There are 2 ways you can grow your bottom-line. The common way is by increasing the top line (revenue). But when there is a recession, the demand for your product goes down and so does the revenue. The next avenue is less popular but very effective; and it is to focus on cost reduction side of the organization! When it comes to cost reduction, Lean Six Sigma can be considered as a very effective tool which is been proved with results by many organizations around the world in both manufacturing and service industries.
Now lets have a quick look at Lean Six Sigma methodology.
What is Lean Six Sigma?
Lean & Six Sigma are 2 different approaches, where Lean is concentrated on cost reduction through waste elimination/reduction while Six Sigma is focused on preventing defects through problem solving. Therefore both approaches will help any organization to bring down the cost & eventually improve profits.

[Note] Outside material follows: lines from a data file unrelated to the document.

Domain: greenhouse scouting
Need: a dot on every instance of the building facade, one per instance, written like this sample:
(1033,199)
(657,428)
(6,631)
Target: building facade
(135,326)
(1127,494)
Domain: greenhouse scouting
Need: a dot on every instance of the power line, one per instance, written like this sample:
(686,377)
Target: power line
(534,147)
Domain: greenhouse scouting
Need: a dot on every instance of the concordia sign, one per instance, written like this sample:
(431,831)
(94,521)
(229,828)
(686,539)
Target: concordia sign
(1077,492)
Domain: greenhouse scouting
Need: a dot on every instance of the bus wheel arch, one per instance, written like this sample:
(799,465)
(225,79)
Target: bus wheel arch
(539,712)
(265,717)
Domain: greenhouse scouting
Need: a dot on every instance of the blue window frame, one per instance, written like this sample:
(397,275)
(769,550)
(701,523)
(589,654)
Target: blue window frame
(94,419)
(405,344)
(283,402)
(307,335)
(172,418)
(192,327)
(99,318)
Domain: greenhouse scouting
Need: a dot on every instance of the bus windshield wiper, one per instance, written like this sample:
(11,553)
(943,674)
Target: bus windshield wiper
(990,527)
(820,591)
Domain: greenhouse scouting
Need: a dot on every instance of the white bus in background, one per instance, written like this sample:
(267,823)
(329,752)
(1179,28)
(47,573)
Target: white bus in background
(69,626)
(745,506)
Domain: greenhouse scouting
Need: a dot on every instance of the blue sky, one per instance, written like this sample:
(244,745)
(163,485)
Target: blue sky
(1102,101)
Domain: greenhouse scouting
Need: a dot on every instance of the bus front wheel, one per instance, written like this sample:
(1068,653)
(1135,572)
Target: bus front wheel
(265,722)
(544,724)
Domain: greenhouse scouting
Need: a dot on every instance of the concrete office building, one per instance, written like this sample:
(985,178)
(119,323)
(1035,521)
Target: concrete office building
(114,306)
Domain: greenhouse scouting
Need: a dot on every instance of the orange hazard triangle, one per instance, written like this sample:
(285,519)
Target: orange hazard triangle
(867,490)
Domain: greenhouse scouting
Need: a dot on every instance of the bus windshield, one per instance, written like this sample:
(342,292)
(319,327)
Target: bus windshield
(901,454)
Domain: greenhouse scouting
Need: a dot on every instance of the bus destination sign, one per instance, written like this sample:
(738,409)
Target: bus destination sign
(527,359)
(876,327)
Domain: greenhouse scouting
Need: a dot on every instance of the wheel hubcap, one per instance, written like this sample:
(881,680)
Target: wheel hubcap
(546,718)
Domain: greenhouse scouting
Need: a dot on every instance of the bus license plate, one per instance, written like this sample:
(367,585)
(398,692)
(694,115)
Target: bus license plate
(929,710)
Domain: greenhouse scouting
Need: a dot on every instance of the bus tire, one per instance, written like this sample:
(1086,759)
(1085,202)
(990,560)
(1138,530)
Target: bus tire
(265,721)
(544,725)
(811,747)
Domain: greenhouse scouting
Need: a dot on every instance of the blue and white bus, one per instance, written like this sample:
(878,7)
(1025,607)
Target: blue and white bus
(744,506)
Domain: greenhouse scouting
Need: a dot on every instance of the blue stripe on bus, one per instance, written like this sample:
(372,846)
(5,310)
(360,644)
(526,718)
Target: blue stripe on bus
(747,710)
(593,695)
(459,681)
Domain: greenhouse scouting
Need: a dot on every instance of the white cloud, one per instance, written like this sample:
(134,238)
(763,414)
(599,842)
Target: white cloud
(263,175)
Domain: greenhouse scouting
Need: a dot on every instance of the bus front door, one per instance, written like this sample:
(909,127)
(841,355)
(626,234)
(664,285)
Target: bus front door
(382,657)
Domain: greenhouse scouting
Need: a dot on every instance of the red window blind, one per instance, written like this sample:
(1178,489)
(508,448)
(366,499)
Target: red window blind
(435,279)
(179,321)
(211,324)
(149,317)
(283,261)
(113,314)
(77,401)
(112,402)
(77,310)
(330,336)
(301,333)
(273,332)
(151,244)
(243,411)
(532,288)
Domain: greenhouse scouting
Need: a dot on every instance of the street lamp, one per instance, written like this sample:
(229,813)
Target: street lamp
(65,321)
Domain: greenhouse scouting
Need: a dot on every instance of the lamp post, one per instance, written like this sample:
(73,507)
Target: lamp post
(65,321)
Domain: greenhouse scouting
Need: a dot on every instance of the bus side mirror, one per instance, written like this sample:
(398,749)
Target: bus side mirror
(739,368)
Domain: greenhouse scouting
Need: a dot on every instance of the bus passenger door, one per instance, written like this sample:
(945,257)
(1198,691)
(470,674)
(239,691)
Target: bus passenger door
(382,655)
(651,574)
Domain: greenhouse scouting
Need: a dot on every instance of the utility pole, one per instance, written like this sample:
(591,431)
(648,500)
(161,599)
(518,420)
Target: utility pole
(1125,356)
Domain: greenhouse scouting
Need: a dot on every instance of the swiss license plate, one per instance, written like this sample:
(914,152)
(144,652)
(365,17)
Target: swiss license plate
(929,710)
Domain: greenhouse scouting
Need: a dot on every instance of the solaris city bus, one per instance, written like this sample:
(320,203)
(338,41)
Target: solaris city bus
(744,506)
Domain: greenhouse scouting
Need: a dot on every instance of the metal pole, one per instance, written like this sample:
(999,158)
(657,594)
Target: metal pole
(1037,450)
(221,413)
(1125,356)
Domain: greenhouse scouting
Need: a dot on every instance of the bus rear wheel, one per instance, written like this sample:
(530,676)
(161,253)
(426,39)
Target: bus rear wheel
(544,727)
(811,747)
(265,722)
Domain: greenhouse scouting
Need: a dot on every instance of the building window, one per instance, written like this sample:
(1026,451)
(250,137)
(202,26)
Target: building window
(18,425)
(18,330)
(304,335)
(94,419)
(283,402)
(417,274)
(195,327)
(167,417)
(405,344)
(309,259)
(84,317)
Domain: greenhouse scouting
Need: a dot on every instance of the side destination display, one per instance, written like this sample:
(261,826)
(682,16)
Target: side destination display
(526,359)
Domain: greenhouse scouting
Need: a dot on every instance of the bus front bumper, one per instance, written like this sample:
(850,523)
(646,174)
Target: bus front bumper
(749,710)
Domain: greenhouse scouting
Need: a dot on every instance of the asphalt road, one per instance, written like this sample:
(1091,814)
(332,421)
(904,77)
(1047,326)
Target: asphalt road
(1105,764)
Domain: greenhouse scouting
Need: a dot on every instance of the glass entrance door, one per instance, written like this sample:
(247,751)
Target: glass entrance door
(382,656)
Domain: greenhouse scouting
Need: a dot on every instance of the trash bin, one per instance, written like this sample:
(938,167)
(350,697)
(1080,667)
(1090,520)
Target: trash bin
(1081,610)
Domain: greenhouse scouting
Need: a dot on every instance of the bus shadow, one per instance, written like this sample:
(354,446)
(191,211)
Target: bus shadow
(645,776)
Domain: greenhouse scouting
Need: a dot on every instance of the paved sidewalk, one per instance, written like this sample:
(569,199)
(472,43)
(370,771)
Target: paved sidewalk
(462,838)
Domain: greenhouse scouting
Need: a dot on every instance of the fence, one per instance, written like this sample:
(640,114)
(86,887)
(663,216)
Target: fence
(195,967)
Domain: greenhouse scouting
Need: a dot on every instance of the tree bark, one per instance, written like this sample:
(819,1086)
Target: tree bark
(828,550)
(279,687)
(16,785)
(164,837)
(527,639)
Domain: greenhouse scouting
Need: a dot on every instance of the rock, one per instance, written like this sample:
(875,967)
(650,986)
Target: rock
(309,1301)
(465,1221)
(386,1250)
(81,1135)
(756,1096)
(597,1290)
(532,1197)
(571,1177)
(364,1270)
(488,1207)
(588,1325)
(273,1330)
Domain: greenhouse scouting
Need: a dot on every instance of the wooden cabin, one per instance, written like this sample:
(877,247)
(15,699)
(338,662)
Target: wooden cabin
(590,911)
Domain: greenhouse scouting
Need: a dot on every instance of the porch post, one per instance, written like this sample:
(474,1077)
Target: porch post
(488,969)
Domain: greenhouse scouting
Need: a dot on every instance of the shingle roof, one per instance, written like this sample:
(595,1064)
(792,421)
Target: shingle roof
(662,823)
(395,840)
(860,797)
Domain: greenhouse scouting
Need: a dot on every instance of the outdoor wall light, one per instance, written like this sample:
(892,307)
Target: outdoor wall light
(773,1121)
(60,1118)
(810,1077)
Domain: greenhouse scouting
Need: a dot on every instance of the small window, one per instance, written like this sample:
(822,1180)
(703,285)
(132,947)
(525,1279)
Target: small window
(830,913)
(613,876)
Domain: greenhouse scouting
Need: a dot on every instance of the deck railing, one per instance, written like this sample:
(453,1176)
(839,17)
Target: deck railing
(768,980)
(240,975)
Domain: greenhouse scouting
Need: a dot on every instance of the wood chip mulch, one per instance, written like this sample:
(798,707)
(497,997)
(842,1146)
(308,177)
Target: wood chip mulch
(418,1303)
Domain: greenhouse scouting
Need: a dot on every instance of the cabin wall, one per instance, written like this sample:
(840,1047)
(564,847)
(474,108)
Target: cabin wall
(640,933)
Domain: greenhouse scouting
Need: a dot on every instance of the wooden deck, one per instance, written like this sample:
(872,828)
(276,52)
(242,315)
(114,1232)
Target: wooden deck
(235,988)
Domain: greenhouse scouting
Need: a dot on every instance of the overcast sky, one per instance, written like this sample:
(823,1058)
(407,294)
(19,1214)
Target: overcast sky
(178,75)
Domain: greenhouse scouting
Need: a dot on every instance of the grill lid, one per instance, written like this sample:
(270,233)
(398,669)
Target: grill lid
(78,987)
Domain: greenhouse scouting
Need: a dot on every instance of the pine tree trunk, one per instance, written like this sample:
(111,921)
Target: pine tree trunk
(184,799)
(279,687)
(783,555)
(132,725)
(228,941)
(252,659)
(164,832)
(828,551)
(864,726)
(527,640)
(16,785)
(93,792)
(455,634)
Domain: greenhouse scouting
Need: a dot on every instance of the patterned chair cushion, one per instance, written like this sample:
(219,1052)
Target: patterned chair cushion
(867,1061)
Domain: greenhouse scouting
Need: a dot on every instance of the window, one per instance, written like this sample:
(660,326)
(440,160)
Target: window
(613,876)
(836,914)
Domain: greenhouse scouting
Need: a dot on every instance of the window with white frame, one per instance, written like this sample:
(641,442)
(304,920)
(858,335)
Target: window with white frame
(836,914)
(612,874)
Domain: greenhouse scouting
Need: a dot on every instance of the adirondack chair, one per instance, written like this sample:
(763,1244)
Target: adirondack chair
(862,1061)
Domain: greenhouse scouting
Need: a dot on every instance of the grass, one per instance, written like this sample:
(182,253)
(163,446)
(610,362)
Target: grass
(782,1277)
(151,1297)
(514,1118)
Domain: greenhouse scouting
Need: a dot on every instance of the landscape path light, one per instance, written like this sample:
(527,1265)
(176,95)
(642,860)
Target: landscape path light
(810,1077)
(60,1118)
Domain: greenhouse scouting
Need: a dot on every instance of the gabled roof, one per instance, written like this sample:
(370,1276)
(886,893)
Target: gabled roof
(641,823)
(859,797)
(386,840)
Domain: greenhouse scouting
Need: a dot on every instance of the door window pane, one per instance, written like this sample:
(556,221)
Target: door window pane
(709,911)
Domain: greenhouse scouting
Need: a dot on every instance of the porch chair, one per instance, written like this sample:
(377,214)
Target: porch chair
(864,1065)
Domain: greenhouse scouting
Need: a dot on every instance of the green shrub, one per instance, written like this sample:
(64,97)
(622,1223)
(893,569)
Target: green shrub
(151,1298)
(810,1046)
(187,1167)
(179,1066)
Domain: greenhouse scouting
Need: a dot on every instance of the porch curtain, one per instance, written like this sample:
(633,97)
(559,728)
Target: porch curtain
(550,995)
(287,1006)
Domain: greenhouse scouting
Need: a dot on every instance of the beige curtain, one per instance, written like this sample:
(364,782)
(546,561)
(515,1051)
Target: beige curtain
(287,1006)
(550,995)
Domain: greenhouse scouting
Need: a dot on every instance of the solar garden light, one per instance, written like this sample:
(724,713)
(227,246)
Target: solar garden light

In lean, waste is explained as non-value adding activities to the business process which the customer is not willing to pay. On the other hand there are value adding activities in the business process which the customer is willing to pay. It is highly important to differentiate these non-value adding activities from value adding activities and eliminate/reduce them. Lean tools will help you to do this. As a result the business process will start making profit to the organization. That is because now your cost of production has drastically come down! Also this will open the doors for you to sell the goods at a lower price compared to your competitors which will automatically create customer demand to increase your turnover as well (capturing market share)!
Six Sigma will help the organization to reduce the number of defects produced in the process. Defects are products and services which do not meet customer specifications. More defects means more rework or reprocessing which will add more cost to the organization. In other words defects will always reduce your profit margins. We call this ‘Hidden Factory’. Generally this Cost of Poor Quality (Repair cost, Reverse logistics, Inspection cost etc.) contributes up to 25% of your sales revenue and sadly most of the organizations put less focus onto it!
Six Sigma will help the organization to significantly reduce defects or in other words improve the product quality and put back those quality related cost leakages to your profit.
When you are working at 6 Sigma level of quality, you will be producing only 3 (3.4 to be precise) defective items per Million products!
(I’m sure at the first glance you will not believe, but that is true and there are companies who have done that!) Six Sigma is the success story behind Motorola and General Electricals (GE) in late 80s and 90s.
Top Management Commitment
Though you apply these methodologies from the ground level of the business, the direction and the commitment should always come from the top management to realize the expected growth results; Specially to allocate required resources, train and empower employees to make decisions and to sustain the results etc.
Managing cost has become the biggest challenge for any organization in economic crisis situations and the actions they take to overcome is highly critical to the business in both short term and long term. Rather than been defensive and taking unnecessary cost reductions, it is always advisable to identify sources of non-value adding activities to the business process and try to eliminate them. Lean Six Sigma is the best approach for this and companies have a very good chance of thriving even in absolutely difficult conditions!